Que estimando parcialmente el Recurso de Apelación interpuesto por la representación procesal de Vidal contra la Sentencia nº 249/2012 de fecha 11 de junio de 2012 , dictada por el Juzgado de lo Penal nº 6 de Palma en autos de Procedimiento Abreviado nº 117/2012 debemos revocar y revocamos dicha resolución en el único sentido de apreciar la concurrencia de la circunstancia atenuante de dilaciones indebidas, confirmando la resolución apelada en sus restantes pronunciamientos y declarando de oficio las costas de esta alzada.

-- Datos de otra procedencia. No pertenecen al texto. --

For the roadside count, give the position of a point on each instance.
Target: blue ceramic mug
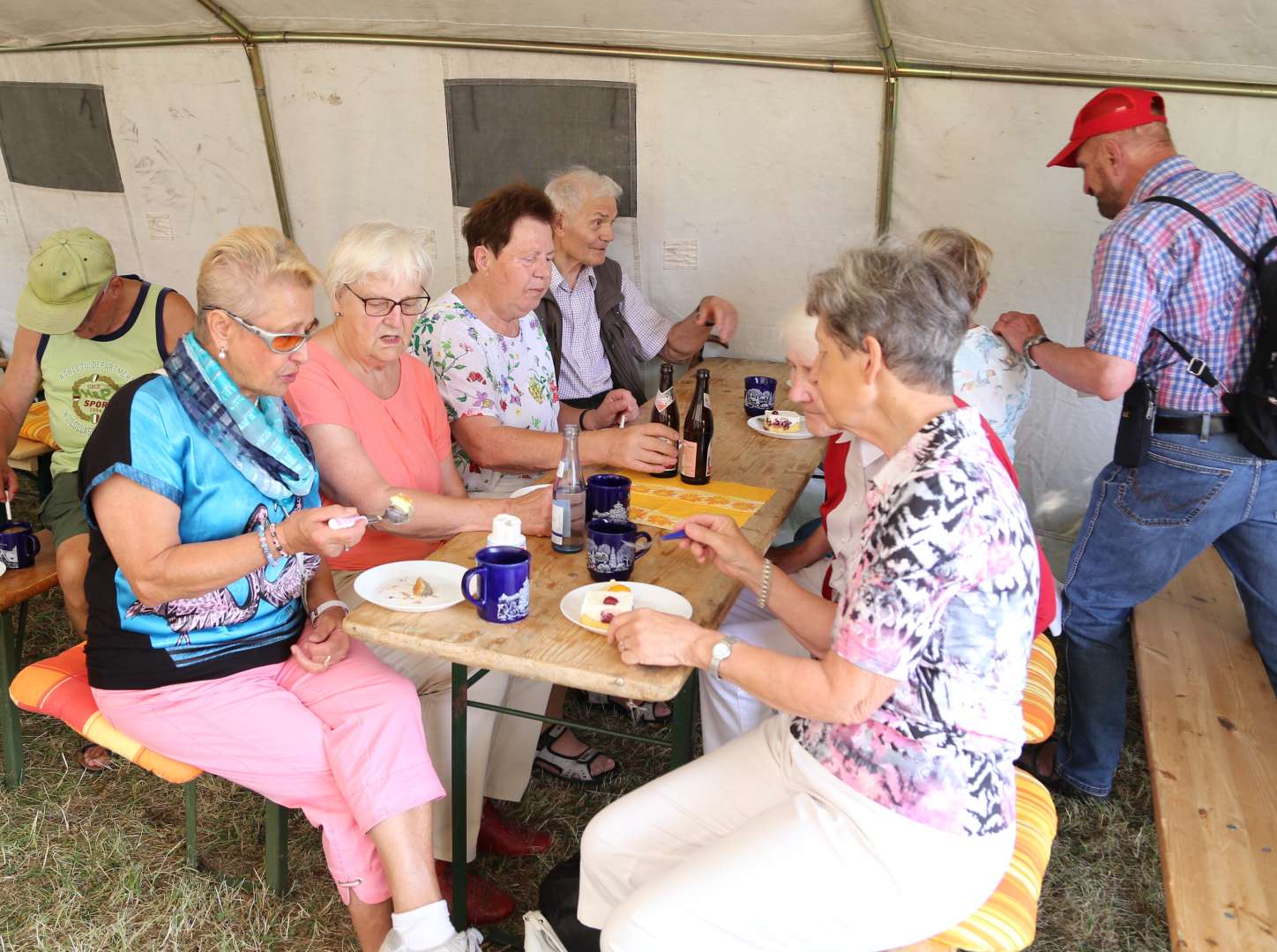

Notifíquese la presente sentencia a las partes, haciéndolas saber que contra la misma no cabe Recurso alguno a tenor de lo dispuesto en el art. 792 .3 de la Ley de Enjuiciamiento Criminal , y con certificación de la misma, devuélvanse los Autos originales al Juzgado de procedencia a los fines procedentes.

Así por esta nuestra Sentencia, de la que se llevará certificación al Rollo de Apelación, la pronunciamos, mandamos y firmamos.

PUBLICACION.- Leída y publicada fue la anterior Sentencia por la Magistrada Ilma. Sra. Dª FRANCISCA Mª RAMIS ROSSELLÓ estando celebrando audiencia pública. Certifico.